La vie avec les robots affectifs risque-t-elle de produire une forme de dépendance douce ?

Les robots affectifs vont nous ressembler de plus en plus, simuler nos comportements, détecter nos affects et s’en servir pour nous aider à mieux gérer nos corps, être plus créatifs, nous sentir moins seuls. Vont-ils nous simplifier la vie jusqu’à la paresse, nous promettant de vivre dans un monde de satisfactions de besoins enfantins ? Nous pousser à aimer ce que nous aimons déjà ? Nous rendre suspicieux ou nous vendre des choses inutiles ? Un des points sur lesquels il faudrait s’éveiller est la coévolution humain-machine : ces systèmes et artefacts intelligents vont s’adapter à nous, et nous nous adapterons à eux.

Quels sont les problèmes éthiques posés par l’immense vague de digitalisation provoquée par la pandémie de Covid-19 ?

Cette crise nous interroge sur notre rapport à l’IA et au numérique, qui sont partout dans nos vies. La situation de crise produite par le Covid-19 a conduit à une amplification des usages du numérique (cela a été flagrant par exemple en télémédecine) ainsi qu’à la création de nouveaux outils. Les outils numériques sont devenus quasiment essentiels d’un point de vue sociétal, économique et sanitaire, ce qui entraîne également des enjeux éthiques. Ces outils peuvent servir pour différents usages, notamment pour protéger, tester, isoler ou encore anticiper. Les exemples d’application sont nombreux : systèmes pour la recherche médicale afin de trouver des vaccins, analyses médicales à distance, télémédecine, robots désinfectant ou livrant médicaments et repas, outils pour fabriquer des masques, modéliser la propagation de la pandémie, tracer les contacts, faciliter l’information des équipes sanitaires ou du public, etc.

La vague de digitalisation produite par le Covid-19 est substantielle. Les réponses données aux questions éthiques trouvent-elles une formulation efficace ?

L’efficacité d’une application dépend de l’adhésion de la population à son utilisation, qui repose elle-même sur la confiance accordée au dispositif. Cette adhésion ne peut se faire sans une information régulière, libre, accessible, loyale et transparente, bref une information sur l’éthique de ces systèmes. Cette information doit concerner la conception et le code de l’application, y compris les auteurs, la finalité de l’application ainsi que l’exploitation des données qu’elle collecte.
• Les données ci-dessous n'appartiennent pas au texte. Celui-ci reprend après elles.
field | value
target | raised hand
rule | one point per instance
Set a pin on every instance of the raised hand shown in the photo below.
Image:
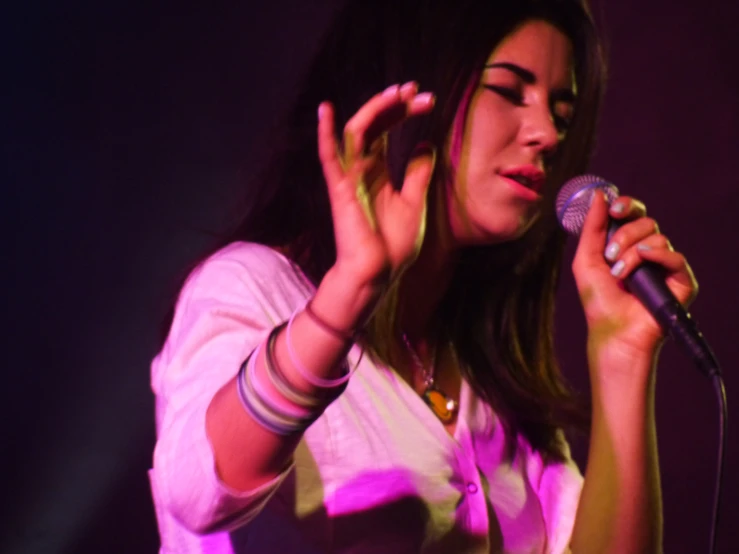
(616, 319)
(378, 230)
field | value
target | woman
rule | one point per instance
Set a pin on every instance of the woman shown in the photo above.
(367, 365)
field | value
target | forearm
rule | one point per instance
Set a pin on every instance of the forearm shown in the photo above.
(620, 507)
(248, 455)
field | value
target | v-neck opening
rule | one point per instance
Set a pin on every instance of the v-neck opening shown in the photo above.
(417, 404)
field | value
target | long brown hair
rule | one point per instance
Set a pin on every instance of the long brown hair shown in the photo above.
(499, 308)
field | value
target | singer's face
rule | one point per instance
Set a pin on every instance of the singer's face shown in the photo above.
(517, 115)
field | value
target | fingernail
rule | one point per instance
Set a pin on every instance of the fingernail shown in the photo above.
(612, 251)
(423, 148)
(617, 268)
(423, 99)
(391, 90)
(408, 87)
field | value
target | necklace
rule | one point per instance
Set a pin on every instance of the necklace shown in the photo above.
(443, 405)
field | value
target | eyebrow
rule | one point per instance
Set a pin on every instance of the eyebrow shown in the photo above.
(560, 95)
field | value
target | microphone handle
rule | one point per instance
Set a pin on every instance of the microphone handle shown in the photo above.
(647, 283)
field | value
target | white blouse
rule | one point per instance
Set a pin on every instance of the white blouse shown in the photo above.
(377, 472)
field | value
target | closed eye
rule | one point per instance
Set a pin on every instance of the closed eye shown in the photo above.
(508, 93)
(512, 95)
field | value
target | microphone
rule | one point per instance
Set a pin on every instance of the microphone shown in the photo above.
(647, 281)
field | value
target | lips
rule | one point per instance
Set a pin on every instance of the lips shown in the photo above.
(529, 176)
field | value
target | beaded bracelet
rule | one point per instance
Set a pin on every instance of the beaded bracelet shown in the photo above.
(277, 377)
(330, 329)
(271, 419)
(303, 371)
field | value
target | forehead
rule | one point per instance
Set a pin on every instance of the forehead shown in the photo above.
(539, 47)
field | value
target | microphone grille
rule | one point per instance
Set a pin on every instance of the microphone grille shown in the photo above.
(574, 198)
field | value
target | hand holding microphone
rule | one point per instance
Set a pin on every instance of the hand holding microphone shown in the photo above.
(656, 275)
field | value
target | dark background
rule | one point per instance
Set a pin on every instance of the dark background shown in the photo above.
(126, 130)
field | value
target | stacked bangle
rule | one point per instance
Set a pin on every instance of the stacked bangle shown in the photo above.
(264, 412)
(305, 408)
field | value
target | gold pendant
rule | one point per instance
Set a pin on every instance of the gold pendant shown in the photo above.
(442, 405)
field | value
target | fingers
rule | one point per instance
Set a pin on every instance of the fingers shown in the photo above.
(626, 207)
(628, 235)
(418, 175)
(380, 113)
(594, 233)
(328, 150)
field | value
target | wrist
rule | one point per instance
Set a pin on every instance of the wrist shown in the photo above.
(344, 303)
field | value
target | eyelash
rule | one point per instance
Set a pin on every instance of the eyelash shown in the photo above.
(513, 96)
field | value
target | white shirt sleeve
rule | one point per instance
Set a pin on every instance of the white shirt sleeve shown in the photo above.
(226, 307)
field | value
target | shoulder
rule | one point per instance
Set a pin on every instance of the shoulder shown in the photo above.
(251, 264)
(243, 274)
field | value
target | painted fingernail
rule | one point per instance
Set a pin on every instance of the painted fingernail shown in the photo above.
(612, 251)
(423, 99)
(410, 86)
(392, 90)
(617, 268)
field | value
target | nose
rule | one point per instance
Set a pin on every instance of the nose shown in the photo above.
(539, 130)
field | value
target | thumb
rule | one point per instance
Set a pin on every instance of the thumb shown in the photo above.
(594, 230)
(418, 174)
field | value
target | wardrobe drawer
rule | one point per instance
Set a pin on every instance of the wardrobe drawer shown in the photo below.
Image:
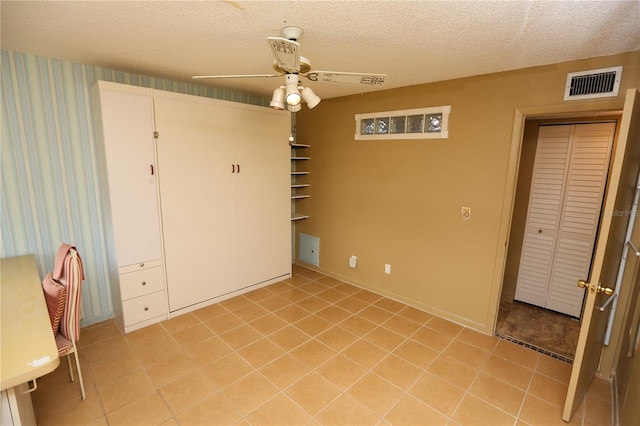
(144, 308)
(141, 282)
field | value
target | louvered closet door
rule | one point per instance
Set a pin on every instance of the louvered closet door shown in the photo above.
(564, 208)
(581, 212)
(543, 217)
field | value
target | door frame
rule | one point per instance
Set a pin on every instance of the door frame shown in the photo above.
(575, 122)
(572, 111)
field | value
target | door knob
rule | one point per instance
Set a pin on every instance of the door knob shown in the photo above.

Il faut que chacun puisse être assuré que l’application ne fait que ce qu’elle est censée faire (ce qu’on appelle la « loyauté »). Or, les géants du numérique (les GAFAMI : Google, Apple, Facebook, Amazon, Microsoft, IBM) ne suivent pas toujours ces principes de transparence, de respect des données des utilisateurs et de consentement éclairé.

En particulier, la publication du code source de l’application est une condition élémentaire de transparence. La loyauté de l’information suppose que les termes employés pour décrire les aspects techniques apportent des éléments de compréhension pour tous. Le caractère volontaire et non contraignant de l’adoption d’un système est également fondamental. Il faudrait amplifier la possibilité d’expérimentation des systèmes pour comprendre leurs risques à court et long terme.